Haunt: Eerie but Predictable Horror
Harrison GilbertsonIone Skye...
In 1 Cinema
It shouldn’t come as a surprise that originality and suspense manages to escape another haunted-house Hollywood production in the Haunt; a lazy and uninventive ghost story which, despite the strong mood, still manages to dissolve itself into a standard and a predictable tale of horrors.
The story is centred on the Asher’s; a family of five that has just moved into an abandoned house in the country. The house previously belonged to the Morello’s; also a family of five whom all – apart from the hollow-eyed matron of the house, Janet Morello (Weaver) – were victims of mysterious and tragic deaths.
However, the Asher’s choose to look the other way, and despite being aware of the house’s haunted and ominous past, they are still excited to begin a new life in their new home. Soon after moving in though, the moody eighteen-year old Evan befriends Sam (Liberato); a mysterious teenage girl who holds a particular interest in his new habitat.
The duo soon find themselves in the Asher’s attic – the one place that the petrified-looking Janet Morello warned them to stay clear off – and stumble upon a dusty radio-transmitting machine, called the Electronic Voice Phenomena.

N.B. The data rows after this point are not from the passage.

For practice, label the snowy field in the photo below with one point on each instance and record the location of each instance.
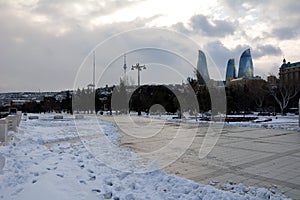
(67, 159)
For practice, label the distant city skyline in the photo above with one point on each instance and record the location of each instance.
(43, 43)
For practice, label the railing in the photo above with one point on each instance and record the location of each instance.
(9, 123)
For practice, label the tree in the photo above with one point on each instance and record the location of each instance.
(282, 95)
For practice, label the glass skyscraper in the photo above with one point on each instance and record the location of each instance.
(230, 70)
(245, 65)
(202, 66)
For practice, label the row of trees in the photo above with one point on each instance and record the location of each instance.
(244, 97)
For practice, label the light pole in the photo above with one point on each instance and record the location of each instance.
(139, 68)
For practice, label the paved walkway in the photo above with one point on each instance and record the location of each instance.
(256, 157)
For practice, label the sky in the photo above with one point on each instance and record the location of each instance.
(47, 45)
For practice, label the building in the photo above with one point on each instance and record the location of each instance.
(245, 65)
(230, 70)
(253, 81)
(272, 80)
(289, 73)
(202, 66)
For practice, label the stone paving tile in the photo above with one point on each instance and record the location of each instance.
(256, 157)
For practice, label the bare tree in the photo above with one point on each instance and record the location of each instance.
(282, 95)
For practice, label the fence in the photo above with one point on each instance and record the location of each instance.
(9, 123)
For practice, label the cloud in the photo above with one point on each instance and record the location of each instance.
(200, 24)
(215, 28)
(266, 50)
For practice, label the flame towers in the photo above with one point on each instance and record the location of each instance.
(230, 71)
(245, 65)
(202, 66)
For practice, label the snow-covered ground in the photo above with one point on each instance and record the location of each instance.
(58, 159)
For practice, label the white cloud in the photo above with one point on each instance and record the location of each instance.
(45, 40)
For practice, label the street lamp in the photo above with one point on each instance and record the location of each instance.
(139, 68)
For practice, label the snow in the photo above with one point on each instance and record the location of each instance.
(56, 159)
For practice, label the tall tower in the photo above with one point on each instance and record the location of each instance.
(202, 67)
(124, 65)
(230, 70)
(246, 65)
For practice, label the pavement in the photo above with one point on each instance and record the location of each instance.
(253, 156)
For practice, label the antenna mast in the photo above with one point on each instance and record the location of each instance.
(94, 68)
(124, 66)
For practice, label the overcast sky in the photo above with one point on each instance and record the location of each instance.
(47, 44)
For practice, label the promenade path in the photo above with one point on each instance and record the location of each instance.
(255, 157)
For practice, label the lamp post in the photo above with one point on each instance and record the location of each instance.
(139, 68)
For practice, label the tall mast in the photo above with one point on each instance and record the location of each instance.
(94, 68)
(124, 66)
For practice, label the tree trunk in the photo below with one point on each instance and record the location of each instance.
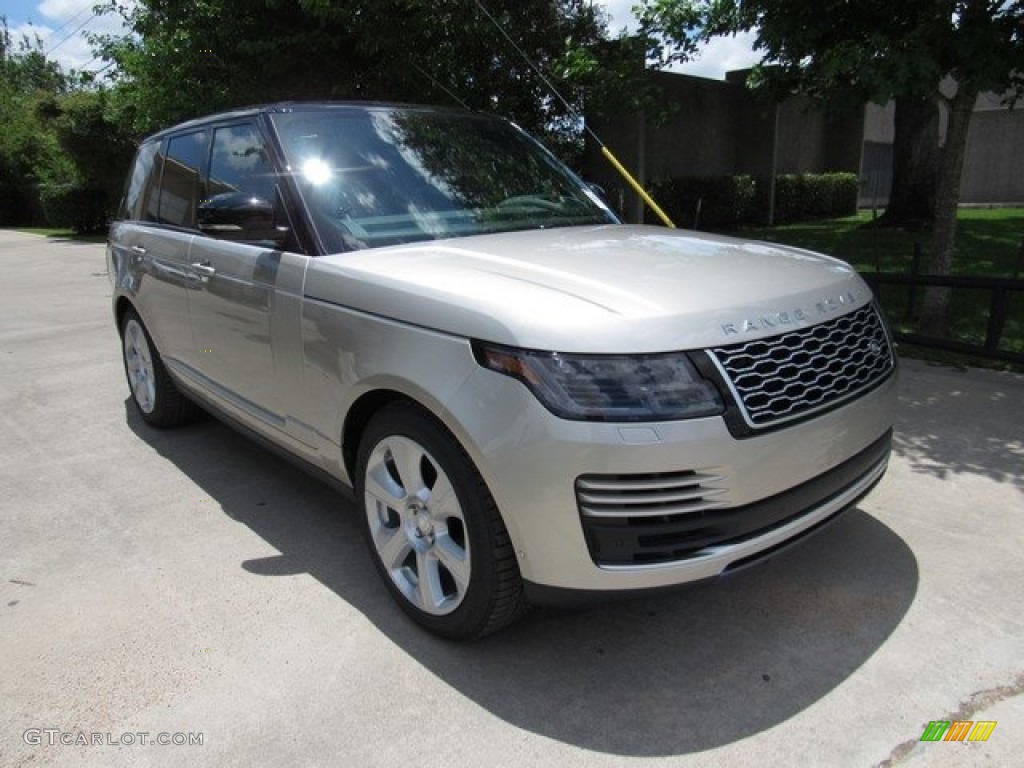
(915, 163)
(935, 312)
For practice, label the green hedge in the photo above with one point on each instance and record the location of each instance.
(81, 207)
(726, 202)
(706, 202)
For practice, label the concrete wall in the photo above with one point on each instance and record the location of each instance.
(722, 128)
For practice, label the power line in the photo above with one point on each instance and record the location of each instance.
(71, 20)
(75, 32)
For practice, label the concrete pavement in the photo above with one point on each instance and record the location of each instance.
(190, 583)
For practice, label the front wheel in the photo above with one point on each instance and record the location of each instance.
(433, 529)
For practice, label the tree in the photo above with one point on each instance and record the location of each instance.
(30, 154)
(916, 51)
(184, 59)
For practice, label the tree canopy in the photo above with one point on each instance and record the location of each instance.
(923, 51)
(190, 58)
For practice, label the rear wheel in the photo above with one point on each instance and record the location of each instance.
(153, 390)
(433, 529)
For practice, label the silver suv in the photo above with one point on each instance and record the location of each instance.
(532, 401)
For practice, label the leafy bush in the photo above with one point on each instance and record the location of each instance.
(706, 202)
(811, 196)
(726, 202)
(81, 207)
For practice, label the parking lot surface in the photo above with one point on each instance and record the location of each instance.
(187, 586)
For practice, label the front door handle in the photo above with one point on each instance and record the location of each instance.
(203, 268)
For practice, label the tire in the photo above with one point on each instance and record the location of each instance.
(154, 392)
(433, 530)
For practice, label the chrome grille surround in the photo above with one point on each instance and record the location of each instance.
(801, 373)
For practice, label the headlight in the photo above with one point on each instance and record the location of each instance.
(608, 387)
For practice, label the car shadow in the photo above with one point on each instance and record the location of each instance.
(962, 422)
(690, 671)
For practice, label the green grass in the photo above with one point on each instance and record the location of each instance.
(58, 233)
(989, 243)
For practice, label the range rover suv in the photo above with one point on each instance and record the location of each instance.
(530, 400)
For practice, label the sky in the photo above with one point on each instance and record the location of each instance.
(62, 24)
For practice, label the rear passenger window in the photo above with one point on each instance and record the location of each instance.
(179, 189)
(141, 193)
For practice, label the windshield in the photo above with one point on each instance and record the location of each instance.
(378, 177)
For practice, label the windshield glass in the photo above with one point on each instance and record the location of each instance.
(379, 177)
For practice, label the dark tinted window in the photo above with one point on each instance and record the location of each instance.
(141, 194)
(240, 164)
(380, 177)
(179, 187)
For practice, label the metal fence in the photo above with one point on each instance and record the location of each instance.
(903, 309)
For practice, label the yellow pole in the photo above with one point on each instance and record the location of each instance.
(636, 187)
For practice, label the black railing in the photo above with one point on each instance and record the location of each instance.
(999, 290)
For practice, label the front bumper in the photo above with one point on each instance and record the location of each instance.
(759, 494)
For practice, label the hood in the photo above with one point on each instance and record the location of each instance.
(603, 289)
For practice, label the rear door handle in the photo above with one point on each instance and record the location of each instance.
(203, 268)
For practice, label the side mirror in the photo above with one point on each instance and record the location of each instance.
(241, 217)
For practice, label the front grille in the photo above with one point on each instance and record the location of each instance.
(623, 515)
(653, 495)
(803, 372)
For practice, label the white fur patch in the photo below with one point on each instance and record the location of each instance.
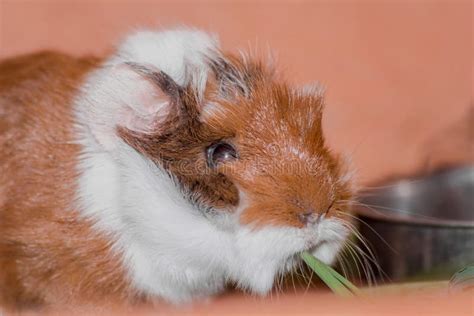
(171, 249)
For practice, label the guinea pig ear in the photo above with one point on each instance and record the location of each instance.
(153, 97)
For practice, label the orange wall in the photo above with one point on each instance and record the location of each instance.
(398, 73)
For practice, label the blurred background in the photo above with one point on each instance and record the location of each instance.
(398, 74)
(398, 78)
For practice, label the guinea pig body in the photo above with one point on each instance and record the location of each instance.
(166, 170)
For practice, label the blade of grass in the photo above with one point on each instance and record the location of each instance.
(326, 275)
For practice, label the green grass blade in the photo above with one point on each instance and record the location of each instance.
(326, 275)
(344, 281)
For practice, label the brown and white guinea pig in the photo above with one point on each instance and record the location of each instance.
(165, 171)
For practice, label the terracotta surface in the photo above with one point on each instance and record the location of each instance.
(398, 73)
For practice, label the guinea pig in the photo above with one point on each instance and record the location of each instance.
(162, 171)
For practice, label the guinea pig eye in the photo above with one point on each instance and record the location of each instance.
(219, 153)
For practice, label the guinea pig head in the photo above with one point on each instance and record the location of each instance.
(248, 152)
(249, 144)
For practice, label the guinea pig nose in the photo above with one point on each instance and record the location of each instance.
(308, 217)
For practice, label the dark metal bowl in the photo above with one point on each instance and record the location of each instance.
(428, 223)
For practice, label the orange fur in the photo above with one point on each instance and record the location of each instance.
(48, 254)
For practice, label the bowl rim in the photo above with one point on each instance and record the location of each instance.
(389, 217)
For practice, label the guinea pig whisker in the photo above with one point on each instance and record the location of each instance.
(368, 226)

The machine, according to Sam, is used for contacting the dead and she soon decides that they should call up on the spirits of the Morello family in order to find out what has happened to them; a decision that soon brings in the unwelcoming presence of even more evil descending on the Asher family.

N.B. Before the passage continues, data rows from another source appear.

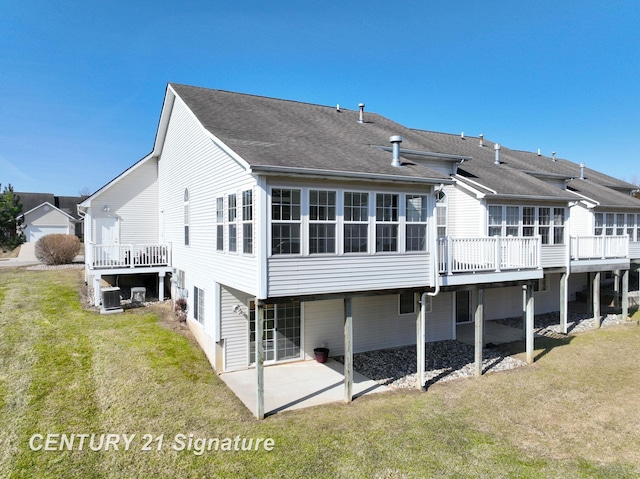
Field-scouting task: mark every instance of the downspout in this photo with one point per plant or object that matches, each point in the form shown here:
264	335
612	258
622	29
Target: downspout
423	301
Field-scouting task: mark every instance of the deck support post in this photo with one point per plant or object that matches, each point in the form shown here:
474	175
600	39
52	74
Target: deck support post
479	329
595	286
161	275
529	321
625	294
96	289
259	359
564	301
616	289
348	351
420	345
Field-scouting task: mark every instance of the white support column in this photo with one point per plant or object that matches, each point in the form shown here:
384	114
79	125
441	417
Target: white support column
625	294
595	287
348	351
420	345
616	289
259	360
96	289
529	322
479	329
161	275
564	301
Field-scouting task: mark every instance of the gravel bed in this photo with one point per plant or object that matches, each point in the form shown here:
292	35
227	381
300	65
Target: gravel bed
41	267
445	360
577	322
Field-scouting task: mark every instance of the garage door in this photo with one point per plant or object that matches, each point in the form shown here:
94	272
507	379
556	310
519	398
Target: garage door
34	233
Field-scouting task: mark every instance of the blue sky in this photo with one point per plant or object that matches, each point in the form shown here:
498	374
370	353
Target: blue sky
83	82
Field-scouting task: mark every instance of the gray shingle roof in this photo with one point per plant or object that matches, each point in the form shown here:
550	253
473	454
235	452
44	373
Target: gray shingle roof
273	133
268	132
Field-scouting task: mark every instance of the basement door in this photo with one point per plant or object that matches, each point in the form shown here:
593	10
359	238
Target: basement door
281	339
108	235
463	307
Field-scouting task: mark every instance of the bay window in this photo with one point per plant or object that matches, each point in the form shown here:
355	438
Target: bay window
322	221
356	222
386	222
285	221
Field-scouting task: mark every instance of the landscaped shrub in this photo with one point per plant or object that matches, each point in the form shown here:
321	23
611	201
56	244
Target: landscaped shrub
57	249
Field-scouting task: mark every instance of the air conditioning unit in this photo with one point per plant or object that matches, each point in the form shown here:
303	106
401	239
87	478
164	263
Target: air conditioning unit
138	294
110	300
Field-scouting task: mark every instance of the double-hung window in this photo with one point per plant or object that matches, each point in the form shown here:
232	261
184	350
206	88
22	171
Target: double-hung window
322	221
558	226
495	220
198	304
387	222
610	218
247	221
631	227
528	221
544	224
512	220
599	224
285	221
620	224
233	227
220	224
416	223
356	222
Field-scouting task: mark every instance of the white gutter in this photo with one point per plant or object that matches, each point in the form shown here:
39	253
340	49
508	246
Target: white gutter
464	179
320	173
423	303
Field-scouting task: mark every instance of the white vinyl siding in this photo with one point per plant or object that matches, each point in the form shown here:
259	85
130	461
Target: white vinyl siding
234	328
376	324
465	214
212	174
134	200
515	220
336	274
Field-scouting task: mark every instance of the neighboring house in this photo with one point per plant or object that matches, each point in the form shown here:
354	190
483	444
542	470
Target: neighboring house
44	213
331	227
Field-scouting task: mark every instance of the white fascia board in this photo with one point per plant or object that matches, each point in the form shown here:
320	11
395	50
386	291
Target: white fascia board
589	202
350	175
46	203
462	180
467	187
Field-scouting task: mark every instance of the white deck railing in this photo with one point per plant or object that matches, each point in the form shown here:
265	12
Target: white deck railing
129	256
470	255
599	247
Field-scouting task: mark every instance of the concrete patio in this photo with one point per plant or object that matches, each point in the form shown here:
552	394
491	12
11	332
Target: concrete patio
297	385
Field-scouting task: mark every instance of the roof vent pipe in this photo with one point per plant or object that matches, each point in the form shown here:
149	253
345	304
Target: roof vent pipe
361	106
395	141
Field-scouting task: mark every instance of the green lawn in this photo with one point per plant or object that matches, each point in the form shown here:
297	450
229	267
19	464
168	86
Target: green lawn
64	370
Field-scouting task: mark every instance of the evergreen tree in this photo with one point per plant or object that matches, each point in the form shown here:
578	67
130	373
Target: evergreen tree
10	208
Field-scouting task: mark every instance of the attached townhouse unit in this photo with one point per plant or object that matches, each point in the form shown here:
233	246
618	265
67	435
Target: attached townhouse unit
312	226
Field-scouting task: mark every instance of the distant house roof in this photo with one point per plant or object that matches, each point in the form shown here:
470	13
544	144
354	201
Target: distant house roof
66	204
46	205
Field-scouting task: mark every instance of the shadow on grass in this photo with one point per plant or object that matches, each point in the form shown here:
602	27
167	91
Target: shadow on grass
544	343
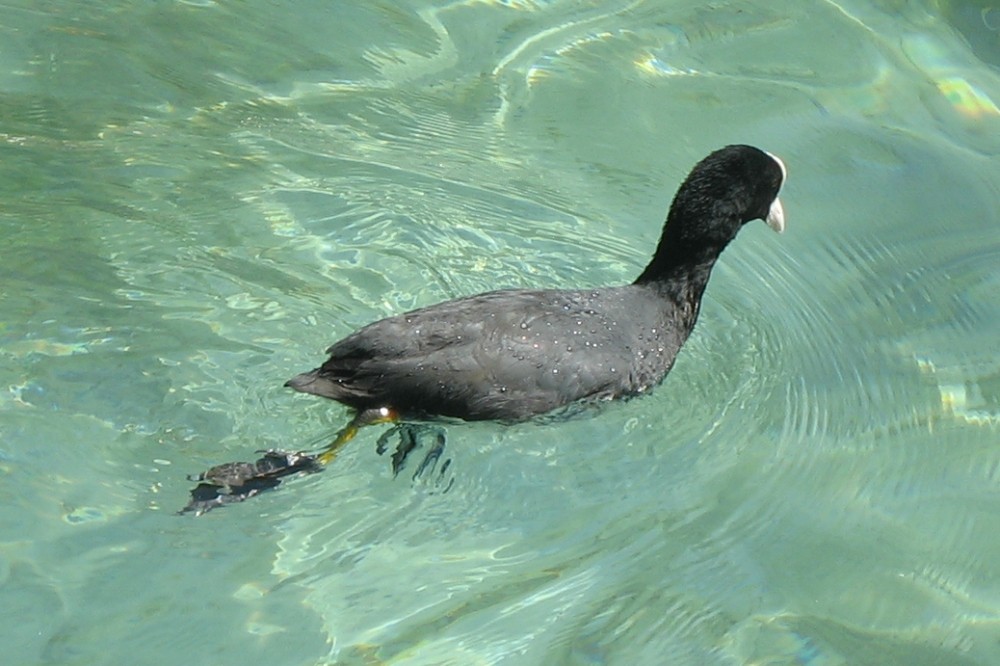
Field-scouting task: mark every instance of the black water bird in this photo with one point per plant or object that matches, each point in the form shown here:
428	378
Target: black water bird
514	354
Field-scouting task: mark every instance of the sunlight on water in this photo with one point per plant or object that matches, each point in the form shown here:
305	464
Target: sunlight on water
199	197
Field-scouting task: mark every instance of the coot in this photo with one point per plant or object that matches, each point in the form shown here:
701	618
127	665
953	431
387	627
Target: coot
513	354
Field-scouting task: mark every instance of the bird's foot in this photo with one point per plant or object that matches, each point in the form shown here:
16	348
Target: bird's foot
238	481
413	436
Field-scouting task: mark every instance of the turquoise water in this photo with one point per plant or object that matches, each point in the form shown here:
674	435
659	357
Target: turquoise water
197	197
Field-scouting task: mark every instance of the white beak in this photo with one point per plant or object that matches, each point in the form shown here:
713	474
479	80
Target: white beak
776	216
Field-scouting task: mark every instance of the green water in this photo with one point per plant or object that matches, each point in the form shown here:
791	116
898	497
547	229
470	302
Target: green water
197	197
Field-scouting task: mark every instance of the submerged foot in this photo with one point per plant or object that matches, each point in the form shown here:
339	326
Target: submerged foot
412	436
238	481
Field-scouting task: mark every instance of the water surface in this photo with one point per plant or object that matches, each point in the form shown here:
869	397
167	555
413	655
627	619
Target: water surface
197	197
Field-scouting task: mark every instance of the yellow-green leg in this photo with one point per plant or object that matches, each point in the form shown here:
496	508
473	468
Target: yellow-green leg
361	419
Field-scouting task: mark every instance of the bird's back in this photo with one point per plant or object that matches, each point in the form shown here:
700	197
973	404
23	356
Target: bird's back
505	355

Haunt starts off strong and there is a genuine sense of dread and eeriness built into its opening scene, which finds the inconsolable Frank Morello (Hadra) attempting to contact his deceased children through the EVP. However, despite the promising start, the built-in tension is short lived and the narrative – working from the script of the first-time screenwriter, Andrew Barrer – is quick to fall into the traps of typical ghost-house schemes, where every bump in the dark and creak in the floor is conveyed with a fitting musical cue and a sudden jolt of terror.

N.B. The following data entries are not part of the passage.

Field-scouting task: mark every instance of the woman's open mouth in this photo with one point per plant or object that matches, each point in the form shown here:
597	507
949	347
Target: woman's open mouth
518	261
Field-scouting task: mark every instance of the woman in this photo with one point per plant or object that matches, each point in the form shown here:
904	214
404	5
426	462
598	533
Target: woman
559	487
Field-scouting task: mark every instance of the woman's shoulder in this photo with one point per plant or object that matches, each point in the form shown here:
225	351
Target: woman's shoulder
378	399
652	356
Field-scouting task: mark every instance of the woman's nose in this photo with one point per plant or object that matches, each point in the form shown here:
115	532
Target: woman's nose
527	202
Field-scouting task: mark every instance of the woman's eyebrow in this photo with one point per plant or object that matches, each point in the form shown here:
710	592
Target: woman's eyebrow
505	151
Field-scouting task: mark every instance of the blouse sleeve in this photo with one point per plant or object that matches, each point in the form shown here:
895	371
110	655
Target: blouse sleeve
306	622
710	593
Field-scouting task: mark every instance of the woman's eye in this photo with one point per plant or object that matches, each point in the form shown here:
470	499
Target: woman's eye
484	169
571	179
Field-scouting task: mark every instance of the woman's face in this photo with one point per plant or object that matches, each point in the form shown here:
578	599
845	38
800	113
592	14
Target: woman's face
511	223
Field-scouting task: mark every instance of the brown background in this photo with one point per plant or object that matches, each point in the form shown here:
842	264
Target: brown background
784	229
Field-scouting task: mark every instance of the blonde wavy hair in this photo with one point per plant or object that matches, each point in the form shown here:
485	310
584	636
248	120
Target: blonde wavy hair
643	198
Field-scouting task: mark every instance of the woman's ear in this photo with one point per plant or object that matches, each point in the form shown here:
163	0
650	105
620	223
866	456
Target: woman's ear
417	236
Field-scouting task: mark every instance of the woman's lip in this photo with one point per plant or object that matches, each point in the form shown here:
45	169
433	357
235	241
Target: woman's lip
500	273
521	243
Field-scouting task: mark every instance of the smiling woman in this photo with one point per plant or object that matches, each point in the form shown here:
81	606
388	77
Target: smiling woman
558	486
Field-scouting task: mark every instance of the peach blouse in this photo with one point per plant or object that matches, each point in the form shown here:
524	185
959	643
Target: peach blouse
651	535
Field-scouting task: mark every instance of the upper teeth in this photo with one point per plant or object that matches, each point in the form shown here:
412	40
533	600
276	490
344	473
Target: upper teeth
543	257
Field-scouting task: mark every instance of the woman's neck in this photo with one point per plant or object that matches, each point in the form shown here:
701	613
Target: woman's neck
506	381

Gilbertson – fresh off of Need for Speed and Liberato – previously seen in the 2012’s romantic comedy Stuck in Love – share a decent amount of chemistry and everything about their performance seems relaxed and fitting – despite the predictable dialogue – while Weaver, gives it her all and manages to deliver a truly compelling and a terrifying performance.
Director Marc Carter’s feature-debut manages to embody the right kind of mood and the Haunt’s aura is perfectly suited for its ghostly premise. However, its haunting disposition cannot make up for the lack of imagination, ingenuity and suspense that unfortunately, ends up following this sluggish horror-entry all the way until the end.